Plaga fałszywych stron OLX. Do złudzenia przypominają prawdziwą
Wchodzisz na OLX, wszystko wygląda tak, jak powinno... Potem się okazuje, że pieniądze przekazałeś prosto do portfela oszustów. Jak to możliwe? Jak grzyby po deszczu w sieci pojawiają się fałszywe strony internetowe, które imitują OLX. Przypominają do złudzenia oryginał. Trzeba być dociekliwym i ostrożnym, by w ogóle zauważyć, że coś jest nie tak. Jak nie dać się oszukać na OLX?
Fałszywe strony stworzone przez oszustów kuszą przede wszystkim atrakcyjnymi ofertami. Kto nie chciałby kupić czegoś za pół ceny? W ten sposób nasza czujność szybko może zostać przykryta płaszczykiem potencjalnych oszczędności. A dalej nie jest łatwiej — fałszywe witryny są dobrze przygotowane, zgadza się interfejs oryginalnego OLX-a, widzimy znajome fonty, logo... Czego chcieć więcej?
Poprawnego adresu strony. To właśnie on wskazuje na to, że znajdujemy się na niewłaściwej stronie internetowej. Fałszywy adres brzmi np. "olx-online.pl".

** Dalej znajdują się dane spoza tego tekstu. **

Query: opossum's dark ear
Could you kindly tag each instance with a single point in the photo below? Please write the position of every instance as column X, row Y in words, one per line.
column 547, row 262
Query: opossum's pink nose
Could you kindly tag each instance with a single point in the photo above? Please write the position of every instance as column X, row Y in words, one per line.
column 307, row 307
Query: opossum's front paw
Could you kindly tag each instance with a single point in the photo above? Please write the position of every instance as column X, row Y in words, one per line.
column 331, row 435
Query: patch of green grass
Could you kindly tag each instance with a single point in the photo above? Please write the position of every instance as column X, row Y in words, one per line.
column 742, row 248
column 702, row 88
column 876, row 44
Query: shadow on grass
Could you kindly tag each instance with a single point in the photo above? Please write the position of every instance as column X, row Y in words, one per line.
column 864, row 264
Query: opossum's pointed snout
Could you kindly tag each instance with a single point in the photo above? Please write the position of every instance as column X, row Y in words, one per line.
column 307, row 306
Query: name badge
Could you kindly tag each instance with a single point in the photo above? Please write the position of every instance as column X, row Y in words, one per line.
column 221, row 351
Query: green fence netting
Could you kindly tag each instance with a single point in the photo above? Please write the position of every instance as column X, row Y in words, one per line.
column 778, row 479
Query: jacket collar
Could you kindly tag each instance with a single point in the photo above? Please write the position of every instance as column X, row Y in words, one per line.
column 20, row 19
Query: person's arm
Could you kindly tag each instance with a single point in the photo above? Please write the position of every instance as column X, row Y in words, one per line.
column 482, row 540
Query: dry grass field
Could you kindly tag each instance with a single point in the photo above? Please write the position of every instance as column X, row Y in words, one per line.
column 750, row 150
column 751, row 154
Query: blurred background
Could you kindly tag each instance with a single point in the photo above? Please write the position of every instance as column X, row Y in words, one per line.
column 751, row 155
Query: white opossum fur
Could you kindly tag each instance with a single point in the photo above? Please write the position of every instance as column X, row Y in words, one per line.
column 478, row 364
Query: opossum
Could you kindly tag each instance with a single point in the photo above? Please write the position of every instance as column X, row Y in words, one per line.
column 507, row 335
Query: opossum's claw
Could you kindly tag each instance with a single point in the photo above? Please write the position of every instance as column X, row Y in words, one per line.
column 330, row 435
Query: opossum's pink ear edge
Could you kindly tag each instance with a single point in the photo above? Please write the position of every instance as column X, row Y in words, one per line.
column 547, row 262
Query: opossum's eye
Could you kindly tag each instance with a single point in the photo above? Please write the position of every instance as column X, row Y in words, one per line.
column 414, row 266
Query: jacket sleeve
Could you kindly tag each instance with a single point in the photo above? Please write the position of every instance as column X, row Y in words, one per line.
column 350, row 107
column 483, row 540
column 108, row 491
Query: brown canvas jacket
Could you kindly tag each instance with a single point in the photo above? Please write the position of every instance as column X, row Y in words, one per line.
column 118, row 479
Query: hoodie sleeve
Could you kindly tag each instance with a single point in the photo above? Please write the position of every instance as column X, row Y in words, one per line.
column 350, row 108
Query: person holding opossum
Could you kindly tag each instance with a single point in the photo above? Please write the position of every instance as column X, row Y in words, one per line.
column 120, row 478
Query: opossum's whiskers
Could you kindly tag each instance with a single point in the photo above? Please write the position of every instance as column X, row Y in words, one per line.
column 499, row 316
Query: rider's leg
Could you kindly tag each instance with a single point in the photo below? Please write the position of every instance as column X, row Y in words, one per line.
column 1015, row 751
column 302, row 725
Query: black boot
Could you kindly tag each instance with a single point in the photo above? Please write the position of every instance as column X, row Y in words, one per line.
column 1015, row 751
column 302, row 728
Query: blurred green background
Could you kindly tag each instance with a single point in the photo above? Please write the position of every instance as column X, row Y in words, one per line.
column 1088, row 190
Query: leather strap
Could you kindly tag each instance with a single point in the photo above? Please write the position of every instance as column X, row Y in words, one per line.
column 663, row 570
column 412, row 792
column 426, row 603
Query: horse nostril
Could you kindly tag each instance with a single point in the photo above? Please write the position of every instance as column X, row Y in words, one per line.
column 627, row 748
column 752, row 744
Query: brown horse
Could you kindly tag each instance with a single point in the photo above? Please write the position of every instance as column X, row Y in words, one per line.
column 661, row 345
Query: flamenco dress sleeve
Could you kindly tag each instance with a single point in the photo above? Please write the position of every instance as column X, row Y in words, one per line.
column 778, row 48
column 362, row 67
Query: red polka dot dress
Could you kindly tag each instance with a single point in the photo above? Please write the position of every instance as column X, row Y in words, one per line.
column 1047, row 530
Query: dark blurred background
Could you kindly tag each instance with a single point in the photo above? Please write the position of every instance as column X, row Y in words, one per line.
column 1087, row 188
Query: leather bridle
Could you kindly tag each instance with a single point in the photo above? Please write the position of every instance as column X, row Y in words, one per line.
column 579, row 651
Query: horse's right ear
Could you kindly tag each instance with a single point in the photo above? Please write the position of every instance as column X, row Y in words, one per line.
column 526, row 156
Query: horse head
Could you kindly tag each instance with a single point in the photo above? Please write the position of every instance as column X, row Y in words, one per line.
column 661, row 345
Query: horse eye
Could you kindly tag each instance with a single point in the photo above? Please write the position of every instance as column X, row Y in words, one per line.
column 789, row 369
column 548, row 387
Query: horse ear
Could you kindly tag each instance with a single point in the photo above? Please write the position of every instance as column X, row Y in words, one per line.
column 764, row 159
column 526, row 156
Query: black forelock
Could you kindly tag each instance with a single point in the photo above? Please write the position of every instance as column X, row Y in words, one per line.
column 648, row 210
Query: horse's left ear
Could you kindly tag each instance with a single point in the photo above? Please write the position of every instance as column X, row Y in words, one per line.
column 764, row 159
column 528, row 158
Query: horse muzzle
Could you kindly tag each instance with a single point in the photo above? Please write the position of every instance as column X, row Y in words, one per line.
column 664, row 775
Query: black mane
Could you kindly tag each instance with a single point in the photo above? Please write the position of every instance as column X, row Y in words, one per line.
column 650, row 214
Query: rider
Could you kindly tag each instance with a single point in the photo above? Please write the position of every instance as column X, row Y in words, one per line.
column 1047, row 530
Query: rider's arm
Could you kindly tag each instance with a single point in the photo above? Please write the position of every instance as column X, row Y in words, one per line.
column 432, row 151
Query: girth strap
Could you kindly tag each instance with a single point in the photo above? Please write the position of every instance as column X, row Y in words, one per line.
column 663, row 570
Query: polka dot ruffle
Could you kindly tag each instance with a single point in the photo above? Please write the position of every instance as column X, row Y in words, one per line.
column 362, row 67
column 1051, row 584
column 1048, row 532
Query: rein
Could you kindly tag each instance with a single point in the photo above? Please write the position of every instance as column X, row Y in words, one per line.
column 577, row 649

Jaki jest cel oszustów? Jak można się było spodziewać, zależy im na przejęciu danych naszych kart płatniczych, ale wyłudzają także kody BLIK. Próba dokonania transakcji przenosi nas bowiem na kolejne fałszywe strony, imitujące serwis PayU czy obsługujący BLIK-a.
O zagrożeniu poinformował na swoim profilu na Twitterze Zespół Reagowania na Incydenty Bezpieczeństwa Komputerowego polskiego sektora finansowego.